According to Intel, the technology should perform respectably on any computer with 3D acceleration and a 56-kbps connection.
Intel 3D Graphics Software could wind up on millions of PCs rather quickly for one simple reason: Macromedia Inc., developer of the pervasive Shockwave media plug-in for Internet Explorer and Netscape Navigator, plans to incorporate Intel's technology into the next version of the Shockwave player. 137 million computer users currently have Shockwave installed. Those users will have to upgrade to a new version of the player to view 3D content, but the plug-in's huge existing base of users gives it an edge that previous 3D Web plug-ins have lacked.
Shopping in 3D
Great-looking 3D graphics are all well and good, but what will they be used for? Internet gaming is one obvious application, but Siggraph has seen more news relating to another application: e-commerce. The theory is that consumers will be more likely to buy clothing, furniture, and other products on the Web if they can rotate a photorealistic 3D model of the item before plunking down their money.
A few major Web sites, including those of clothing merchant Lands End and gadget purveyor The Sharper Image, already incorporate 3D models to a limited degree. But several Siggraph exhibitors have demoed products and services designed to get 3D on more Web shopping sites quickly. NxView Technologies, which creates 3D models for Web stores and other sites, showed off a 3D model of an armoire with highly realistic wood textures; Web shoppers can rotate the model in their browser and open and shut its doors and drawers.
My Virtual Model.com showed something that anyone who's tried to buy clothing on the Web can appreciate: A realistic human model that shoppers can adjust to resemble themselves, then dress in clothes that they're considering buying. The technology is already in use at the Lands End and JC Penney sites; the company hopes it will become a de facto standard for online clothing stores.
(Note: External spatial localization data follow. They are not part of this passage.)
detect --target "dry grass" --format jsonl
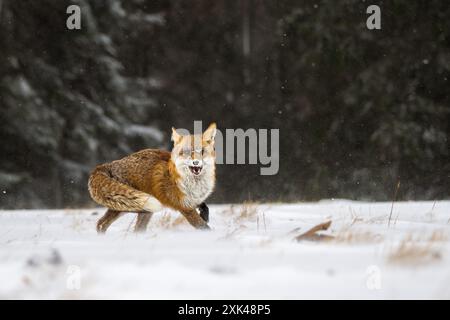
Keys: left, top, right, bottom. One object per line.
{"left": 425, "top": 201, "right": 438, "bottom": 222}
{"left": 235, "top": 201, "right": 259, "bottom": 221}
{"left": 152, "top": 212, "right": 188, "bottom": 229}
{"left": 345, "top": 213, "right": 389, "bottom": 225}
{"left": 292, "top": 219, "right": 384, "bottom": 244}
{"left": 333, "top": 231, "right": 383, "bottom": 244}
{"left": 221, "top": 201, "right": 259, "bottom": 223}
{"left": 294, "top": 221, "right": 334, "bottom": 242}
{"left": 343, "top": 206, "right": 387, "bottom": 226}
{"left": 388, "top": 181, "right": 401, "bottom": 227}
{"left": 122, "top": 214, "right": 137, "bottom": 238}
{"left": 387, "top": 231, "right": 448, "bottom": 266}
{"left": 219, "top": 225, "right": 248, "bottom": 240}
{"left": 256, "top": 212, "right": 267, "bottom": 233}
{"left": 218, "top": 202, "right": 260, "bottom": 239}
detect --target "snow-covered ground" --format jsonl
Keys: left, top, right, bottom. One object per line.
{"left": 0, "top": 200, "right": 449, "bottom": 299}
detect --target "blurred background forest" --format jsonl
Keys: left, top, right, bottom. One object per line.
{"left": 0, "top": 0, "right": 448, "bottom": 209}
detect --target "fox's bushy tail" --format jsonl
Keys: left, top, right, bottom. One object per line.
{"left": 88, "top": 165, "right": 149, "bottom": 212}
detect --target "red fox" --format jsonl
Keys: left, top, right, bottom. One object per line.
{"left": 88, "top": 123, "right": 217, "bottom": 233}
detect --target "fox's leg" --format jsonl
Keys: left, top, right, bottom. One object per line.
{"left": 180, "top": 209, "right": 210, "bottom": 230}
{"left": 97, "top": 209, "right": 123, "bottom": 233}
{"left": 198, "top": 202, "right": 209, "bottom": 222}
{"left": 134, "top": 212, "right": 153, "bottom": 233}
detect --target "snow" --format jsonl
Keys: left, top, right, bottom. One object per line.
{"left": 0, "top": 200, "right": 449, "bottom": 299}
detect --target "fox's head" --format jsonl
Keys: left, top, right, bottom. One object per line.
{"left": 171, "top": 123, "right": 217, "bottom": 177}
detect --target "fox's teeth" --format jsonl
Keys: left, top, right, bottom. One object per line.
{"left": 189, "top": 166, "right": 202, "bottom": 175}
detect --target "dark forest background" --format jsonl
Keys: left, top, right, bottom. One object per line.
{"left": 0, "top": 0, "right": 448, "bottom": 209}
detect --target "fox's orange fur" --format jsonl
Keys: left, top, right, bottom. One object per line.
{"left": 88, "top": 123, "right": 217, "bottom": 233}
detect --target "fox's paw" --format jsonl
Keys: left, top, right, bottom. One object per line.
{"left": 96, "top": 222, "right": 106, "bottom": 234}
{"left": 198, "top": 202, "right": 209, "bottom": 223}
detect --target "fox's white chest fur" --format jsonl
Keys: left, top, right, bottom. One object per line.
{"left": 178, "top": 171, "right": 215, "bottom": 209}
{"left": 142, "top": 169, "right": 215, "bottom": 212}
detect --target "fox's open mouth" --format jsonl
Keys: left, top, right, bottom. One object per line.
{"left": 189, "top": 166, "right": 202, "bottom": 175}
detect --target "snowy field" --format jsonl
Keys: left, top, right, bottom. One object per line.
{"left": 0, "top": 200, "right": 449, "bottom": 299}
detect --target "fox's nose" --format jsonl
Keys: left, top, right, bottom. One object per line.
{"left": 192, "top": 160, "right": 200, "bottom": 166}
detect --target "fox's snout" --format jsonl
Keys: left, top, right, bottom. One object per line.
{"left": 188, "top": 159, "right": 203, "bottom": 175}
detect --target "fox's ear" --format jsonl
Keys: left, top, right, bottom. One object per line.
{"left": 203, "top": 122, "right": 217, "bottom": 143}
{"left": 171, "top": 127, "right": 182, "bottom": 144}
Both NxView and My Virtual Model's technologies will be compatible with Intel 3D Graphics Software and the upcoming Shockwave player upgrade. And Siggraph demos of all these interrelated technologies and software products looked impressive. The only question is: When will users get their hands on the new Shockwave? Macromedia isn't saying, but hints that it could be available as a free download by wintertime.